Abstract

This paper examines the embodiment of the theme of separation in the song texts recorded in 1951 and 2007 from the Chuvash settlers of the Kemerovo region. This theme is present in guest and recruit songs, in the songs of immigrants created in the process of forced resettlement of the Chuvash to new lands. In aphoristic short-plot songs, the theme of separation often manifests itself in the form of separate words and verbal turns – “signs” that point to it. In guest songs, the theme of separation is conveyed most often through images of memories, distant distances, abandonment, sadness. “Signs” of crying, farewell, big cities, symbolizing the foreign side, prevail precisely in recruit songs; in them, the theme of separation sounds especially dramatic and tense.
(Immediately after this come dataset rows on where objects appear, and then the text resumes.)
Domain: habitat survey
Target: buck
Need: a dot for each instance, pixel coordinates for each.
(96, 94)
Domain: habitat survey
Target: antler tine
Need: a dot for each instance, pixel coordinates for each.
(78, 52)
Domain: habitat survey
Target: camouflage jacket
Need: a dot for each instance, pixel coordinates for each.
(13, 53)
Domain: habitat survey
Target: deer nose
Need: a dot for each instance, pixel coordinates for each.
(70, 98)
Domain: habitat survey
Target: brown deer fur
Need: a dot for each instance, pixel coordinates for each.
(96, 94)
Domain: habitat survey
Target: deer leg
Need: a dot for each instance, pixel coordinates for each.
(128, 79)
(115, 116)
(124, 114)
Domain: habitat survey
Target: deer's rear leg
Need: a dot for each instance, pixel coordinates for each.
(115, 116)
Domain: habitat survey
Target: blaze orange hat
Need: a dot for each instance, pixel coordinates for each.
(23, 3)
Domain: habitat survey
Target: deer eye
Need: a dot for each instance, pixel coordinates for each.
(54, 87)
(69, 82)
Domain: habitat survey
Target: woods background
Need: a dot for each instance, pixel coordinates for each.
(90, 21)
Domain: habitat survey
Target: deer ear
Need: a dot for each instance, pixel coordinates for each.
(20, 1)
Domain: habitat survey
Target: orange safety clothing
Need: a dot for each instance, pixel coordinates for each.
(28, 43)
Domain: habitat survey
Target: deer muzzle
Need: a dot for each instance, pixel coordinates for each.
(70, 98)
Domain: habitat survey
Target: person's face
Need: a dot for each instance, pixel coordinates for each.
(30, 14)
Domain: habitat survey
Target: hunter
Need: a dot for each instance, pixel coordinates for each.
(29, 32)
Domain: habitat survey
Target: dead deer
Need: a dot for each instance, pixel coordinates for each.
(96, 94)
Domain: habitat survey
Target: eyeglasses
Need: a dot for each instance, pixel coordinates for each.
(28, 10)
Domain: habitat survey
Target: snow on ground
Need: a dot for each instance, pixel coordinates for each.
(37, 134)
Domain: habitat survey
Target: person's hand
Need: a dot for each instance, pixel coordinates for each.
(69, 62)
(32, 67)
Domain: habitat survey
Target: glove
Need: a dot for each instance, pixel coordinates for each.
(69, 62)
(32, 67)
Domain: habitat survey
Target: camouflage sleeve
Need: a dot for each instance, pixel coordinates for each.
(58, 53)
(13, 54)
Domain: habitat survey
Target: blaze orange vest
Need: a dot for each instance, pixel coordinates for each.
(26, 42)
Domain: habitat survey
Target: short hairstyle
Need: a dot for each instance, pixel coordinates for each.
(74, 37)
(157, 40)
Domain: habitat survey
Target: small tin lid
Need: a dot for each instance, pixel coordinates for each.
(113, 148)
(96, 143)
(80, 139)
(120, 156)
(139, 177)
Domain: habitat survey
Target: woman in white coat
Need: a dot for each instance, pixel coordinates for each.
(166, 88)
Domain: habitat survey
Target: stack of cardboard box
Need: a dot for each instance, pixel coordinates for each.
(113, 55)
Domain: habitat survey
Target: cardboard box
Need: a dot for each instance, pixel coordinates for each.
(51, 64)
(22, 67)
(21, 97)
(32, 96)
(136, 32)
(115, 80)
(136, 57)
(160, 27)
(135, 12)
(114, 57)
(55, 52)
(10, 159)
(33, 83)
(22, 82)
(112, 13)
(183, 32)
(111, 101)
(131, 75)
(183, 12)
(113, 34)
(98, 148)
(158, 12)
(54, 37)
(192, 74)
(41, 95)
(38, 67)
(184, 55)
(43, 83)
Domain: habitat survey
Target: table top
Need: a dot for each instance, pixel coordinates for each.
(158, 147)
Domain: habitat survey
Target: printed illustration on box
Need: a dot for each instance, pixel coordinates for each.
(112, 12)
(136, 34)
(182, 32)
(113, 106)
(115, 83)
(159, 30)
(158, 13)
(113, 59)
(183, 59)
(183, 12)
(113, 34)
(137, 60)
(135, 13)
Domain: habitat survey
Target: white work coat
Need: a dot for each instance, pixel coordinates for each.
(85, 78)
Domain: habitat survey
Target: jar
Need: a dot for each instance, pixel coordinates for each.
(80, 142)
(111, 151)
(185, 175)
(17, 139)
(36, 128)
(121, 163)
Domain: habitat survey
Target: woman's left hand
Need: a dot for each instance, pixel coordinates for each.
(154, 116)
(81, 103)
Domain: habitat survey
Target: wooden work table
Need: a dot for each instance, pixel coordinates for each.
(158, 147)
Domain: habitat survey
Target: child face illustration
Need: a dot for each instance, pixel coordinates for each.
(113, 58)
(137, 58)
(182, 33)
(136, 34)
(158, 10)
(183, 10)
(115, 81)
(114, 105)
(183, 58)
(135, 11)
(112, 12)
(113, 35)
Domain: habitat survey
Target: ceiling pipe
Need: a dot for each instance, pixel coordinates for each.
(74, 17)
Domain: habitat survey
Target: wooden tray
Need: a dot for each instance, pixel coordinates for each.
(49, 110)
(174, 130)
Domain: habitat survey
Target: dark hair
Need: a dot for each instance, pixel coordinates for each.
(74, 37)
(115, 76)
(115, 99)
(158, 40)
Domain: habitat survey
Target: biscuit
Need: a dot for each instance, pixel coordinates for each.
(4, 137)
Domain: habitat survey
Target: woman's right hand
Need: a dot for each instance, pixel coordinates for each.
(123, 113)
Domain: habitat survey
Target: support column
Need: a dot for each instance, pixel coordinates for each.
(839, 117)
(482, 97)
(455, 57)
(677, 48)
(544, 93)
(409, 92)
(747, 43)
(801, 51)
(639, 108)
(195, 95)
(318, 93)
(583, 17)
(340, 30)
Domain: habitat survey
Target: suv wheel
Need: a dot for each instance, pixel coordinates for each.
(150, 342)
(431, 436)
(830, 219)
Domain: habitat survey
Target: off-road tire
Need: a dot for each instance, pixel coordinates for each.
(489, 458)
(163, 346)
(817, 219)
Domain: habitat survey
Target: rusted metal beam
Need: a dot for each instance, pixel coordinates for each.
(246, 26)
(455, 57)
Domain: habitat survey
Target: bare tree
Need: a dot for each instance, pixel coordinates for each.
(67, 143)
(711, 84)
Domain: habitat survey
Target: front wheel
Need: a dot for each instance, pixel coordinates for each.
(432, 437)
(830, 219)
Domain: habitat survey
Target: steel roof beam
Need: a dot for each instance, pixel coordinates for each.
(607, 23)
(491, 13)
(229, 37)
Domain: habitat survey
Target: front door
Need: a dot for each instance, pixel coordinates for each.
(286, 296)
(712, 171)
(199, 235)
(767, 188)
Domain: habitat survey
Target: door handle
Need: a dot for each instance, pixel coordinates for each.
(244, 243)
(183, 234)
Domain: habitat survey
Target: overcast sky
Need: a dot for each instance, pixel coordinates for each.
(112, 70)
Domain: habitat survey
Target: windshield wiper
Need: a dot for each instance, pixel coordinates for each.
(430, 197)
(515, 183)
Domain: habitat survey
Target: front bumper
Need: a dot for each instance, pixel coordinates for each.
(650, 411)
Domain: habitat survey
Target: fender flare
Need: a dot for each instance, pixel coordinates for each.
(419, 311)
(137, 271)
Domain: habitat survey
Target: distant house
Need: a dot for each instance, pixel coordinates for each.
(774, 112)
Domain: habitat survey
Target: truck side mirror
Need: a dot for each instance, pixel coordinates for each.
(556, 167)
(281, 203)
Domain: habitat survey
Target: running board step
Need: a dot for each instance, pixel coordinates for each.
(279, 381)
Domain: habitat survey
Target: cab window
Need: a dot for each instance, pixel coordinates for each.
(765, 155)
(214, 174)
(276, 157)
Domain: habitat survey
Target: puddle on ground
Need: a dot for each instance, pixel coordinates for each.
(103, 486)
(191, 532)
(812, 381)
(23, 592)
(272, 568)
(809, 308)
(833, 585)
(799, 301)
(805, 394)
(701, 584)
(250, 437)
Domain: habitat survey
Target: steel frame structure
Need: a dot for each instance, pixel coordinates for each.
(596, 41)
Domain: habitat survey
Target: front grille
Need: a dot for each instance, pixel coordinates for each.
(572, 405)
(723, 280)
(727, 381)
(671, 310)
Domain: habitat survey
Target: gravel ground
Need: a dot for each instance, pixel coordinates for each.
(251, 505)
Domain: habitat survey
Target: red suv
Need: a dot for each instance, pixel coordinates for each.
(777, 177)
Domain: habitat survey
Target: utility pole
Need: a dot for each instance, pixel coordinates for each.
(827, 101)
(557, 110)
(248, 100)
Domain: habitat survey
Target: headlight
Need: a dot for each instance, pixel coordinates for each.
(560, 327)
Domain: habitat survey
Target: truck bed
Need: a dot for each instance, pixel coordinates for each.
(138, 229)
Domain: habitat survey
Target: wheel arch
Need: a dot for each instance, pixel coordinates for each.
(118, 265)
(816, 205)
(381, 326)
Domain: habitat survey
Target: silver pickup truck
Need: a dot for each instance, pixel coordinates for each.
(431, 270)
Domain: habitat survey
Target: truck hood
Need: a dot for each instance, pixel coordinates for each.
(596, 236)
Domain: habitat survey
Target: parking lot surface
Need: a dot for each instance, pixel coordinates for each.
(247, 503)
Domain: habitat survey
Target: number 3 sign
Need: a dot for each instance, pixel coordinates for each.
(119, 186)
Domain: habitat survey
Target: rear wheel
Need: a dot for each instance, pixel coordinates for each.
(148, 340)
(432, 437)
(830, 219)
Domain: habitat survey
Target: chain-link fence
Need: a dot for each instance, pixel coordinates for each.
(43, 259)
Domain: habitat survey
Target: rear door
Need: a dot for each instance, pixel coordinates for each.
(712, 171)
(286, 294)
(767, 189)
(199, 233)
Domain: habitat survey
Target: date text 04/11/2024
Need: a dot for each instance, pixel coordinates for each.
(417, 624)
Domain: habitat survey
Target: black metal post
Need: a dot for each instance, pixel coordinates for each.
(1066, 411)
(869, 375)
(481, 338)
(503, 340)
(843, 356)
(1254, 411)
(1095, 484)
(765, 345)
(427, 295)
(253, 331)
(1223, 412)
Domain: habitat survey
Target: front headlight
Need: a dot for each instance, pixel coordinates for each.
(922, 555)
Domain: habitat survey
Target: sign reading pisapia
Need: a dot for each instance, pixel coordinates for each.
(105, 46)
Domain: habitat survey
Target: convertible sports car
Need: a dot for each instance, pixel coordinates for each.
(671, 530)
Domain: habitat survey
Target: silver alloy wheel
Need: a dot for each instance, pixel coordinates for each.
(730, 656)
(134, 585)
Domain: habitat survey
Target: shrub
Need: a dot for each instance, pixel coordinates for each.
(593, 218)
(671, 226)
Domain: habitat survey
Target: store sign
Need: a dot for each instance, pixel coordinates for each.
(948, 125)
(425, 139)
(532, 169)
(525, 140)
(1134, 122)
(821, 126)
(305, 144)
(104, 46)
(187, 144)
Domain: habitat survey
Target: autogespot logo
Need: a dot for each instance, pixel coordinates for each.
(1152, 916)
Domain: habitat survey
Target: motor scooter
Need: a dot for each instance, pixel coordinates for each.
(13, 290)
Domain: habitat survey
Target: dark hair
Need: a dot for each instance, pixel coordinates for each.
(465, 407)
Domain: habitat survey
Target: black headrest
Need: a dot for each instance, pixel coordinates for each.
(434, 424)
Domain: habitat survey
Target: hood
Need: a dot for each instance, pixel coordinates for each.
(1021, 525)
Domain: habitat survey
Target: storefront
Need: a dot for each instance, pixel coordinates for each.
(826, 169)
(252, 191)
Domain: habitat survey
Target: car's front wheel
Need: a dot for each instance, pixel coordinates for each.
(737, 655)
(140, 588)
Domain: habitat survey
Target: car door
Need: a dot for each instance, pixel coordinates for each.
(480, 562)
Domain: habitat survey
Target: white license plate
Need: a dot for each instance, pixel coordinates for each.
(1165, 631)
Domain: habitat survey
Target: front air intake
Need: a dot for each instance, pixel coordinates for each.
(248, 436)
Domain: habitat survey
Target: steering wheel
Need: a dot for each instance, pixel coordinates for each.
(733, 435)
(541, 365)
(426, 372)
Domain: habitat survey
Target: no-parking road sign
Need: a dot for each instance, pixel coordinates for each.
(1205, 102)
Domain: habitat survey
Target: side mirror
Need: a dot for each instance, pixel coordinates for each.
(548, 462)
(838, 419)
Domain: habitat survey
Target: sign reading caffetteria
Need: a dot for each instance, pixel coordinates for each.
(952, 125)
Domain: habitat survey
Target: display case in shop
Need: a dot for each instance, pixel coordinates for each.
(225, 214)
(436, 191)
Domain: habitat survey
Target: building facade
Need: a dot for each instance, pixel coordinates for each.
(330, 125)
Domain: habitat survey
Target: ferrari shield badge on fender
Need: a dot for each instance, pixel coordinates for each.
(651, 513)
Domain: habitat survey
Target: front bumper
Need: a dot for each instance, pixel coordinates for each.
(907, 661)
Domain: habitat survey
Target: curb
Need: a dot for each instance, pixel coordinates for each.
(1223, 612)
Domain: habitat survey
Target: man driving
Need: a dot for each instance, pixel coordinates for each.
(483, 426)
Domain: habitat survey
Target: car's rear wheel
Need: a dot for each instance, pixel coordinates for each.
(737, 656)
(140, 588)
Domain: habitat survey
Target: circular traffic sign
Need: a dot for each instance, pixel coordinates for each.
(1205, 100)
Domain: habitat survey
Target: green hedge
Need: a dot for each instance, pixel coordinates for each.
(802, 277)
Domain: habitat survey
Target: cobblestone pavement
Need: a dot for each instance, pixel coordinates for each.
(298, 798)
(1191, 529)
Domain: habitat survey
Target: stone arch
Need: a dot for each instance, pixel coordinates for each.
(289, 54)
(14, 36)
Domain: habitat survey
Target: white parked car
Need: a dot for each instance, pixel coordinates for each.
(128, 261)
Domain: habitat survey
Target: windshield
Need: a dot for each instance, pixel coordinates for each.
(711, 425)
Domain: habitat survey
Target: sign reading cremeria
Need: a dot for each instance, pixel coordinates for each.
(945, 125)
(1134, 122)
In the songs of the settlers, the images present in the guest and recruit songs are summed up. In addition, in the songs of the settlers there are detailed descriptions of the move and the harsh living conditions in new places. Probably, such a topic was relevant specifically for the bearers of the tradition in the middle of the 20th century, which is associated with their memories of forced resettlement in Siberia at the beginning of the 20th century, as well as with the memory of the difficult trials of the period of the Great Patriotic War. Despite the absence of song variants in the recordings of different times considered by us, there is a certain continuity in the folklore samples of the local Chuvash tradition of the Kemerovo region. It manifests itself in the similar themes of a number of the considered songs and the features of its expression (general words are “signs” indicating the theme of separation, the principle of two-link figurative parallelism is preserved in many texts).